TAIPEI -- Huawei Technologies, the Chinese telecommunications giant, accelerated its revenue growth in the first half of 2016, overcoming a decline in global demand for smartphones by overpowering rivals Apple and Samsung Electronics in its domestic market.
Huawei booked sales of 245.5 billion yuan ($36.7 billion) in the January-June period, a 40% jump from a year earlier. In comparison, revenue for the first half of 2015 rose 30%. However, the company's operating margin fell to 12% in the first half of this year, from 18% a year earlier.
Huawei's Chief Financial Officer Sabrina Meng attributed the sales increase to steady growth across the company's key business areas, including telecommunications and networking equipment, cloud computing and storage products, and smartphones. However, the company did not provide a breakdown of its revenue.
"We are confident that Huawei will maintain its current momentum and round out the full year in a positive financial position, backed by sound ongoing operations," Meng said in a statement.
Huawei, the world's third-largest smartphone maker and the biggest in China, shipped around 56 million phones in the first half of 2016, an increase of more than 28% from a year earlier, according to Taipei-based research firm TrendForce. Samsung and Apple shipped 158 million and 89.5 million phones, declining 2.7% and 16.9%, respectively.
Huawei's full-year revenue rose 37% last year to 395 billion yuan. The company's carrier division, which includes its telecommunication equipment and base station-related businesses, accounted for almost 60% of sales. The consumer electronics business, including smartphones, contributed 33% of revenue, surging almost 73% to $129.1 billion yuan from a year earlier.
While Huawei's consumer electronics business remained one of its fastest-growing divisions in the first half of this year, it is up against strong competition at home. "Huawei is facing fierce challenges from other domestic rivals such as OPPO and Vivo," said Avril Wu, an analyst at TrendForce. "It might not enjoy the same robust growth in 2016 that they had a year ago."

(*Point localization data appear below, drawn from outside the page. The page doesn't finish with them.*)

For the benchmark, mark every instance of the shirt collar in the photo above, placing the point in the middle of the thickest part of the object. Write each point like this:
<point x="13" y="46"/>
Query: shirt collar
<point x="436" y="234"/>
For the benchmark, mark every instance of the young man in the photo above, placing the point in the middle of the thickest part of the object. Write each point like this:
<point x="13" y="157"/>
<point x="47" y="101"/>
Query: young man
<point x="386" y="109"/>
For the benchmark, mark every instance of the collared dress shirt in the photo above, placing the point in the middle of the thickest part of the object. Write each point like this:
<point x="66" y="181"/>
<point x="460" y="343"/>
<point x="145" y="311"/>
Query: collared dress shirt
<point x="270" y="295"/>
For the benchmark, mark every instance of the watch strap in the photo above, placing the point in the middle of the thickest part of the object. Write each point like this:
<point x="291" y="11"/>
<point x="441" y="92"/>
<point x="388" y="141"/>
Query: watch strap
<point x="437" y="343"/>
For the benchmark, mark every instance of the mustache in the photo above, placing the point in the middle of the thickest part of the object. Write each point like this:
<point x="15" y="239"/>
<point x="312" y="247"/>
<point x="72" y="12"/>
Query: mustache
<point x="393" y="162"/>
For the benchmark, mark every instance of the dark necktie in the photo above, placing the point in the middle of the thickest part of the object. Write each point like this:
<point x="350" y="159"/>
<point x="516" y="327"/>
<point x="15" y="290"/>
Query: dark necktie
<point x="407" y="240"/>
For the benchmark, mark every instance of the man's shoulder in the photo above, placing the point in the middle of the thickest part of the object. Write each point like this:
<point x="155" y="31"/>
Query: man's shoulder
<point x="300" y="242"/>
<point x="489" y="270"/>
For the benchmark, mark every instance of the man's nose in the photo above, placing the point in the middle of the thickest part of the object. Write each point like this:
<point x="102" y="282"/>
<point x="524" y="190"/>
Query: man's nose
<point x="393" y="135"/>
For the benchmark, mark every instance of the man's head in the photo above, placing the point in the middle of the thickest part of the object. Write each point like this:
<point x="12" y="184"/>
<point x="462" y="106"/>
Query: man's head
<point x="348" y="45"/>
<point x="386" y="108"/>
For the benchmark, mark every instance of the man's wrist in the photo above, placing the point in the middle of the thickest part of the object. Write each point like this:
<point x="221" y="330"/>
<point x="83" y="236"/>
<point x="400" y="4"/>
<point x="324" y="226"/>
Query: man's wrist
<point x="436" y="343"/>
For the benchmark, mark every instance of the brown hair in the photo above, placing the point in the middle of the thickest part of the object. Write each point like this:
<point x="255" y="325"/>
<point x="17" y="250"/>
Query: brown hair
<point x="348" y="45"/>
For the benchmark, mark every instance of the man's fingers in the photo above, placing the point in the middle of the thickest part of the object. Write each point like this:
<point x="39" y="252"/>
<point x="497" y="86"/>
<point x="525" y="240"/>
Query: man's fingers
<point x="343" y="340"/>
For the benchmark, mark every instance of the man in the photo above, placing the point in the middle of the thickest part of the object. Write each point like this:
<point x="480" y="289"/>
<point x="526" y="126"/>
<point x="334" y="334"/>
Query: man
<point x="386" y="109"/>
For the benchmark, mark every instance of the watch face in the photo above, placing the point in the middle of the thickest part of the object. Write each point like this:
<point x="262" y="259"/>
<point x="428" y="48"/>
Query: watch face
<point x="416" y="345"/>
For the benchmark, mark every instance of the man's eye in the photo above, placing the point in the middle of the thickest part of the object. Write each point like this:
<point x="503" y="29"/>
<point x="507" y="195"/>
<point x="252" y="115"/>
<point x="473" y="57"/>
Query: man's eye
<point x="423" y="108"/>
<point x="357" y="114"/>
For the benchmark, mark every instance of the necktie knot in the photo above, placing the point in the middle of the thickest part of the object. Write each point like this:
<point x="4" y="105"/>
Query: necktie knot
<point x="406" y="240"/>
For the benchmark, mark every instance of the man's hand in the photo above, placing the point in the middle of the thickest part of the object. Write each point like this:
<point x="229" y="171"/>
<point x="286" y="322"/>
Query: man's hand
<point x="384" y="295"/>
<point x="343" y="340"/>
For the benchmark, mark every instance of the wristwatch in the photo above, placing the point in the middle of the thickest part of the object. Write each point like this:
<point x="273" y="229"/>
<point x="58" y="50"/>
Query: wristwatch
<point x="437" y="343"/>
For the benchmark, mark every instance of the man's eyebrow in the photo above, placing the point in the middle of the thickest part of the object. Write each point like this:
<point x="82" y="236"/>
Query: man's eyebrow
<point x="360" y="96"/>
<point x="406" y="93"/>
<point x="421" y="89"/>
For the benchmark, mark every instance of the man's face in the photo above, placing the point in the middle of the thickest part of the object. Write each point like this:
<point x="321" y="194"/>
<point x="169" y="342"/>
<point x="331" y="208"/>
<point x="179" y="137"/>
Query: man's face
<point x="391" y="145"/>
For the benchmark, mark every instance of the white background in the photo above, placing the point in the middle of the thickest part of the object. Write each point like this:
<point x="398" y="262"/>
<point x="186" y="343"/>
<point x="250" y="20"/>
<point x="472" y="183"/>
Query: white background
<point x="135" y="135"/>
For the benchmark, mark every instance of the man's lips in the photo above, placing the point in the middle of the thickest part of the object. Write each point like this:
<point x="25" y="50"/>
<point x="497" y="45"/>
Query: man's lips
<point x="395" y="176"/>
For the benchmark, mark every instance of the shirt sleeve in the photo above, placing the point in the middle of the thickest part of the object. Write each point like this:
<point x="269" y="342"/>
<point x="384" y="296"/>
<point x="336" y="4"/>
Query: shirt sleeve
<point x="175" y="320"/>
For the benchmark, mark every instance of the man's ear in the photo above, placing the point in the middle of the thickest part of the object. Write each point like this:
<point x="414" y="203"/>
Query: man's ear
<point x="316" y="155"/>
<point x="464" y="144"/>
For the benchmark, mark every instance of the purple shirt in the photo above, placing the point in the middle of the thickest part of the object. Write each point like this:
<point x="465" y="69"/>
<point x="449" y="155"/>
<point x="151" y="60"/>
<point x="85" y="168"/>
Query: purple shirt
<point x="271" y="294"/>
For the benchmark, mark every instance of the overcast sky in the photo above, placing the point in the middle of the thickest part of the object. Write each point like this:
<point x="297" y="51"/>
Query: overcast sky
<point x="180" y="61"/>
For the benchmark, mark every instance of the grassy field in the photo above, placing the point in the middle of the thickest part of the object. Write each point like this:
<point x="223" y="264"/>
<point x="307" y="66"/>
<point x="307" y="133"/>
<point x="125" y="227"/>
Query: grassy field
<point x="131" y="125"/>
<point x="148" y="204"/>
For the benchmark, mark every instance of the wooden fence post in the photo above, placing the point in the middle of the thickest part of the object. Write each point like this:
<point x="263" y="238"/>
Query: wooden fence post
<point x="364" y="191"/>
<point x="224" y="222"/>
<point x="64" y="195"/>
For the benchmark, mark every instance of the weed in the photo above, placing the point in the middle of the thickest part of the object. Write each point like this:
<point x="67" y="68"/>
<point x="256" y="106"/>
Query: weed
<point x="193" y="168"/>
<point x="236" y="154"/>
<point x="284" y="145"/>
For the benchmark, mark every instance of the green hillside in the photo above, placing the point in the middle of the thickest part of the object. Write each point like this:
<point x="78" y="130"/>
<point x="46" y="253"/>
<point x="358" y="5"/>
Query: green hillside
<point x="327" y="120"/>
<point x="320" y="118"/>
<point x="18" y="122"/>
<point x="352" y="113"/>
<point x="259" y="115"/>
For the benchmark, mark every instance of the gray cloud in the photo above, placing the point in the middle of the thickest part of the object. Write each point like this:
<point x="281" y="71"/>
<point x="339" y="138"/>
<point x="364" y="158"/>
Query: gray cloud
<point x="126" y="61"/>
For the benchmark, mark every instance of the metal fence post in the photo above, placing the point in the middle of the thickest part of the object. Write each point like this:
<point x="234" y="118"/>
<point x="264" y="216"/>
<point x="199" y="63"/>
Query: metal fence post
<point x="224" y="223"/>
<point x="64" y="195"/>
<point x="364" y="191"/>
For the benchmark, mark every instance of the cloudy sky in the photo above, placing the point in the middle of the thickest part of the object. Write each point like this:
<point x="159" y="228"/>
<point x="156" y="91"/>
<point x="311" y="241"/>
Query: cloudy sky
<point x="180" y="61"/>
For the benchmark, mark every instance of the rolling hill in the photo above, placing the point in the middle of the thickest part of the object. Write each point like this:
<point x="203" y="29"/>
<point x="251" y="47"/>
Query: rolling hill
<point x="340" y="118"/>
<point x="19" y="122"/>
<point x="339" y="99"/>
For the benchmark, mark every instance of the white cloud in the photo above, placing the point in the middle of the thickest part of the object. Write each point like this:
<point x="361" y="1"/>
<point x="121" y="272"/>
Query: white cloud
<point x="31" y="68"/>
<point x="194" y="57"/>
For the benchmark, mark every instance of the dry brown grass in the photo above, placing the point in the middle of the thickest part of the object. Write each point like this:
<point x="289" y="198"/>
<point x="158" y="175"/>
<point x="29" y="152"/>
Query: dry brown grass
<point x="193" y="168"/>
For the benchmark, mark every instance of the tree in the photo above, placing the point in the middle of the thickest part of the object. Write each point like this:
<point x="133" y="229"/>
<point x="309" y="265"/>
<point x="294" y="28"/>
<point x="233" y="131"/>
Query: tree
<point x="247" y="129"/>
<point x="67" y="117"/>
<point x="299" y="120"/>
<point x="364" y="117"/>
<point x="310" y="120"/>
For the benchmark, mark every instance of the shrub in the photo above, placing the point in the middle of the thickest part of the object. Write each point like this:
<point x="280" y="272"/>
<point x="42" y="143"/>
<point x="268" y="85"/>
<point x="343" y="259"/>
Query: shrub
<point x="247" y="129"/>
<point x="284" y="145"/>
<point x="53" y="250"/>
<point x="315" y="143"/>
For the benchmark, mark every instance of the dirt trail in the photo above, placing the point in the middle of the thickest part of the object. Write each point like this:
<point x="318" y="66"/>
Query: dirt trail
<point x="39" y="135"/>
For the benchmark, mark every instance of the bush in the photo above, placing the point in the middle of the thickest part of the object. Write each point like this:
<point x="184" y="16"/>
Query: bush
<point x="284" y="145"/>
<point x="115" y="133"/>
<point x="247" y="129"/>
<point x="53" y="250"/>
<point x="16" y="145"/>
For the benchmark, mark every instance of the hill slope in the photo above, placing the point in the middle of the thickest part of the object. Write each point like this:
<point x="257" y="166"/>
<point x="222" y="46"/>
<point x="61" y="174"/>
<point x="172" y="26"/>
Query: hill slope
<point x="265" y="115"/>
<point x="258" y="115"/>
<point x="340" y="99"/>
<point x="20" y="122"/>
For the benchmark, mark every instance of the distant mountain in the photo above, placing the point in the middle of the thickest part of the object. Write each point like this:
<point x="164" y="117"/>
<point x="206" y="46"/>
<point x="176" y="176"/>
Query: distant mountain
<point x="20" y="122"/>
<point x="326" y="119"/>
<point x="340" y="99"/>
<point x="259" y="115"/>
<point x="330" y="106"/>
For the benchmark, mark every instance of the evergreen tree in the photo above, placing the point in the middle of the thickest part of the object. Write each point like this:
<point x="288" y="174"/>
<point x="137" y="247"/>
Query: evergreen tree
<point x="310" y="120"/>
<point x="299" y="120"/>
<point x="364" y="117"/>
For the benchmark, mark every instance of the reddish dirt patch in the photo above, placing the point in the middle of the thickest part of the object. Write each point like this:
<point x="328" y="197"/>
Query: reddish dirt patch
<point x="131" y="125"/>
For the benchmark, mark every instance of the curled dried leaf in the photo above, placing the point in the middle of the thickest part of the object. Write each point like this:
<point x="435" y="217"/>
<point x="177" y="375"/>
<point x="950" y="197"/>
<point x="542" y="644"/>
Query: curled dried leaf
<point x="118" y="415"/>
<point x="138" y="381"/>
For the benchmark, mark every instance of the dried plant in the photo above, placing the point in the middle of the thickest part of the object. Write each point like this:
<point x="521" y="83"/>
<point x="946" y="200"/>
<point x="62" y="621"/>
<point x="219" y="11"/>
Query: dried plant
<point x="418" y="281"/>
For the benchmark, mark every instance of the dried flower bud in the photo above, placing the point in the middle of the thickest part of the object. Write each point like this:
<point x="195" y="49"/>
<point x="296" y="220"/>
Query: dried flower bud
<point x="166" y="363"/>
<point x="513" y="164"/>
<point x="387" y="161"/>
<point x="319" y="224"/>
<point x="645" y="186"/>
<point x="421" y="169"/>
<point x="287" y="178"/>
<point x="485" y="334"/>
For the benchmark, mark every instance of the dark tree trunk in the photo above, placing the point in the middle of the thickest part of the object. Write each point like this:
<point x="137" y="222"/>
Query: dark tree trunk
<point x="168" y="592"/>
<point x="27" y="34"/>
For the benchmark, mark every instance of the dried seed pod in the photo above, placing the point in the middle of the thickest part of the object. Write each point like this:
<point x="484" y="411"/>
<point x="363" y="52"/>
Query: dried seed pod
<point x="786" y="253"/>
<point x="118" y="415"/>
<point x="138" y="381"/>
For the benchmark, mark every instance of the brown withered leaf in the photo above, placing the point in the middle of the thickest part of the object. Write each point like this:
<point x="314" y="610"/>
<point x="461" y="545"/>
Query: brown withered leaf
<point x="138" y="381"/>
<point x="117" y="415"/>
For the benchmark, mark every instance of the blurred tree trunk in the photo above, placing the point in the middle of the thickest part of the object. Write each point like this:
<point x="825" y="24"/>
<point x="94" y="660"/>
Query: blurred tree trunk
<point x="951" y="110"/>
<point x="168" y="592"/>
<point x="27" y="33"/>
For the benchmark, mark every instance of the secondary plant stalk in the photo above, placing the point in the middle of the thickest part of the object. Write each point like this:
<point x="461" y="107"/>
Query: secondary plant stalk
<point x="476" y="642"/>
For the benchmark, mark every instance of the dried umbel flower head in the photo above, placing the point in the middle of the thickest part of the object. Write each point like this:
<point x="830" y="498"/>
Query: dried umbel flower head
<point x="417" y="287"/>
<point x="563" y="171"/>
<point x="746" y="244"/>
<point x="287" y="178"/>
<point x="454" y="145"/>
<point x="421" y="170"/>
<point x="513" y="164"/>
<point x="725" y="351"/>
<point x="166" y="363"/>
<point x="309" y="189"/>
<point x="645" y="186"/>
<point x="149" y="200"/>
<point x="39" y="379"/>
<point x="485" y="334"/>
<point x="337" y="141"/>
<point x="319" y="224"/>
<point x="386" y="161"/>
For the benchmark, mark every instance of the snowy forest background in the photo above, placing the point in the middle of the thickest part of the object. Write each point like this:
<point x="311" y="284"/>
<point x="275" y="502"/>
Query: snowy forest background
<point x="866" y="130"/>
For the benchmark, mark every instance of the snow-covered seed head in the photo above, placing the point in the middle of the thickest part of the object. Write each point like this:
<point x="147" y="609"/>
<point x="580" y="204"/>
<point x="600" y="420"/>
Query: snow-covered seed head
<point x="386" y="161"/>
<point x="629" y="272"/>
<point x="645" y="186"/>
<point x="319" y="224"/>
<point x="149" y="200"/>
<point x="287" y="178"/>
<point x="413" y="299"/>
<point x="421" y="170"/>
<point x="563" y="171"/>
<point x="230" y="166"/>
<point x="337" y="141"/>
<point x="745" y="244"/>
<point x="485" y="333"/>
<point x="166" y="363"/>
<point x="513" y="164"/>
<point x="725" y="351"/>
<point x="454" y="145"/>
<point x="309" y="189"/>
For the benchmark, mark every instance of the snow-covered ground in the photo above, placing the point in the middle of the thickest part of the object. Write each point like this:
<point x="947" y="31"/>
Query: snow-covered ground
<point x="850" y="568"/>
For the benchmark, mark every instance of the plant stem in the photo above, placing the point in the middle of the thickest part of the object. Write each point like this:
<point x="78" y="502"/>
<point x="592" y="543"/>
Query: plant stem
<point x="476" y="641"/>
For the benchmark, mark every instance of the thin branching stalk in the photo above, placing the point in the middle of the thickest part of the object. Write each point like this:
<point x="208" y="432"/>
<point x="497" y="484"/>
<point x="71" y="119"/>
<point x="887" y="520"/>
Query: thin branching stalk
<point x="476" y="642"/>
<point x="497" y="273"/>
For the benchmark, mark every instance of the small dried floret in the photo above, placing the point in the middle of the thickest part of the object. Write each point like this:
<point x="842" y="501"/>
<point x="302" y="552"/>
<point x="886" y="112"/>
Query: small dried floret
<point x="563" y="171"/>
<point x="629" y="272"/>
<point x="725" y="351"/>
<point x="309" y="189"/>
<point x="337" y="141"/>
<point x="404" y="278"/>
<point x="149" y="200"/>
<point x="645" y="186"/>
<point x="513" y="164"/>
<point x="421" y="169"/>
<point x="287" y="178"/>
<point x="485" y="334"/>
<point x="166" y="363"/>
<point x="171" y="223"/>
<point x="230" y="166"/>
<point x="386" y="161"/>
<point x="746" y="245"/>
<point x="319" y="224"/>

Still, Huawei remains dominant in China in terms of technology and scale. For instance, its chip arm Hisilicon Technology is now capable of designing high-end chips comparable to those offered by Qualcomm of the U.S., Wu said.
Huawei has become a top global telecommunications networking equipment provider, rivaling Cisco and Ericsson. Its expanding presence around the world means the Chinese conglomerate will have a strong say in the development of advanced fifth-generation, or 5G, wireless communication technologies, said Mark Li, an analyst at Sanford C. Bernstein.